23| Kita hanya orang kecil

276 38 4
                                    

Abimanyu dan adik-adiknya berkumpul di rumah sakit setelah mendapatkan kabar bahwa si bungsu terluka parah. Untungnya Gentala ditemukan oleh salah seorang warga yang merasa curiga dengan rumah kosong yang tiba-tiba terbuka. Padahal sebelumnya, rumahnya selalu tertutup rapat.

Kini, mereka tengah menunggu Dokter keluar dari ruang UGD. Semuanya resah, mereka terlihat ketakutan. Terlebih lagi Abimanyu yang tak kuasa melihat adiknya babak belur, seragam putihnya bahkan berubah menjadi merah karena darahnya. Dia menangis. Benar-benar merasa bersalah atas apa yang menimpa adiknya, manusia biadab mana yang berani menyakiti adiknya seperti ini? Dia saja tak bisa menggunakan kekerasan jikalau emosi. Tapi ini? Gentala habis babak belur.

”Genta gapapa kan, bang?” tanya Febriantara yang terus menangis di bangku. Bagaskara berusaha untuk menenangkan adiknya dengan mengusap-usap lengannya.

”Kita harus buat laporan penganiayaan ke kantor polisi, bang!” tegas Daniswara dan mereka semua menatap Abimanyu.

”Untuk saat ini, kita fokus ke Gentala dulu.” Abimanyu menjawab. Sejak tadi pria itu terus mondar-mandir di depan pintu UGD layaknya setrika. Dia bahkan memijat kepalanya yang pusing karena membayangkan hal-hal diluar kepalanya.

”Bri, di sekolah kalian gak punya musuh kan?” tanya Endaru yang memecah keheningan.

Febriantara mendongakkan kepalanya, dia kemudian diam sejenak untuk mengingat. Kalau di ingat-ingat, selama menjadi anak baru mereka berdua berusaha untuk menjaga sikap. Malah yang ada, mereka jadi memiliki banyak fans karena gen Adiwangsa sangat kuat.

Meskipun Gentala tidak sehangat Febriantara ketika bicara dengan teman-temannya, tapi dia tetap menjaga cara bicara dan sikapnya di hadapan teman-temannya.
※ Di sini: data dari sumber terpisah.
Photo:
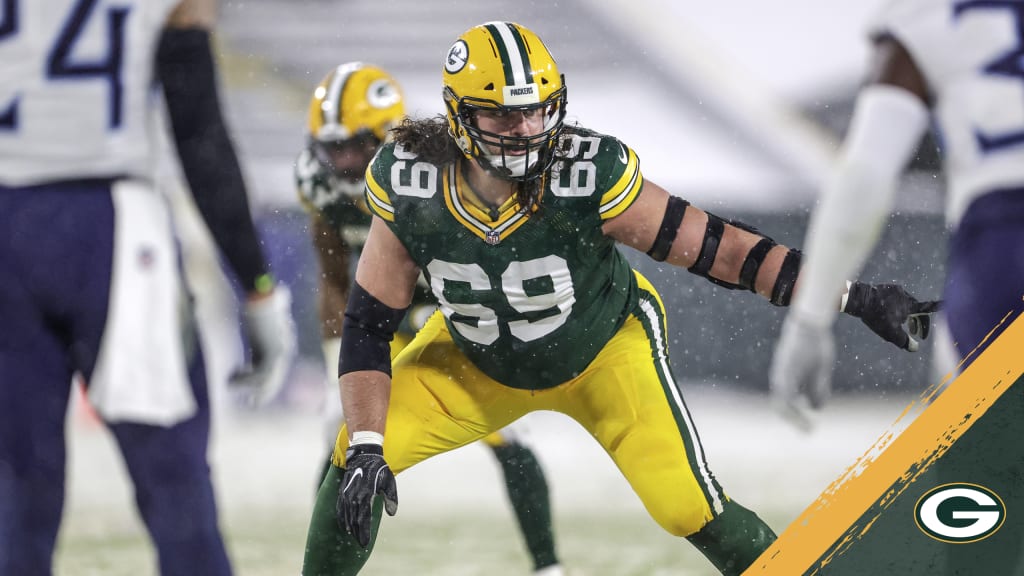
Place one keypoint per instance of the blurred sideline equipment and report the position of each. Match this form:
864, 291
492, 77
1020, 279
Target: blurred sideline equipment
351, 114
957, 64
94, 285
514, 218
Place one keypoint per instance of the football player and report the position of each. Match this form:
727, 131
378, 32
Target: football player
351, 114
956, 64
514, 218
93, 284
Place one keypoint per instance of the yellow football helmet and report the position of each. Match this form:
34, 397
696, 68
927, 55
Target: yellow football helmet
352, 99
502, 66
351, 113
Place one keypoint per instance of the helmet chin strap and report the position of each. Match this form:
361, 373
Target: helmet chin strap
515, 166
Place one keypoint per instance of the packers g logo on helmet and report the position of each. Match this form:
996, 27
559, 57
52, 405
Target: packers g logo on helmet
505, 67
352, 99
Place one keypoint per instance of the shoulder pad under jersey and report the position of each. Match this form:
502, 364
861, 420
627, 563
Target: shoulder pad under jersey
598, 166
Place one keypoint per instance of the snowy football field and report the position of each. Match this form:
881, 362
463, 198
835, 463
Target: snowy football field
453, 518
Ya wajar, Febriantara anak OSIS sementara Gentala anak rumahan yang tak suka dengan kegiatan padat di sekolah.

”Sejak kita pindah, kita selalu menjaga sikap dan cara bicara. Malahan Gentala itu banyak banget fans nya, tapi...” Febriantara diam sejenak. Dia ingat sesuatu.

”Febri gak mau nyalahin Cecilia, tapi gara-gara Cecilia, anak yang namanya Bara jadi nargetin Gentala.” Febriantara menjelaskan.

”Semenjak Cecilia nembak Gentala dan ngejar-ngejar Gentala terus, Bara marah besar. Dia sama temen-temennya sering bully kita bahkan kita di jauhin anak-anak gara-gara mereka takut sama Bara,” jelasnya kembali. Sebenarnya Gentala berpesan untuk tidak menceritakan apapun kejadian yang menimpa mereka berdua, tapi sayangnya Febriantara tak bisa memendamnya lebih lama.

”Sebenernya, sejak kejadian Bara yang sering bully kita, Cecilia mulai menjauh, Gentala pun selalu jaga jarak karena gak mau ada kegaduhan apapun. Gentala sebenernya beberapa kali masuk BK karena berantem sama Bara... Bahkan waktu itu, pas jam olahraga kita selesai, seragam Gentala di sobek-sobek sama Bara. Tapi anaknya diem aja, untungnya ada Aron yang baik mau ngasih seragamnya yang kekecilan. Maaf ya bang, Febriantara baru bilang sekarang karena Gentala sendiri yang minta.” Febriantara tertunduk lesu. Lagi-lagi air matanya terjatuh, matanya bahkan sudah sembab sekarang.

”Keterlaluan banget, bisa-bisanya dia bully Gentala cuma karena di tolak cewek?!” Endaru emosi. Dia tersulut emosi saat mendengar penjelasan adiknya.

”Bang, kita gak bisa diem aja. Kita butuh keadilan buat Gentala,” ucap Daniswara yang memaksa Abimanyu untuk membuat keputusan. Pokoknya perbuatan Bara itu harus dilaporkan ke polisi. Bara tidak boleh tidur nyenyak setalah membuat Gentala sekarat seperti ini.

”Bang, kesabaran manusia itu ada batasnya. Kita udah gak bisa diem aja ngelihat Gentala kayak gini.” Bagaskara ikut bersuara. Dia juga sakit hati saat mendengar adiknya di perlakukan seperti itu oleh temannya. Bukan teman, melainkan manusia biadab.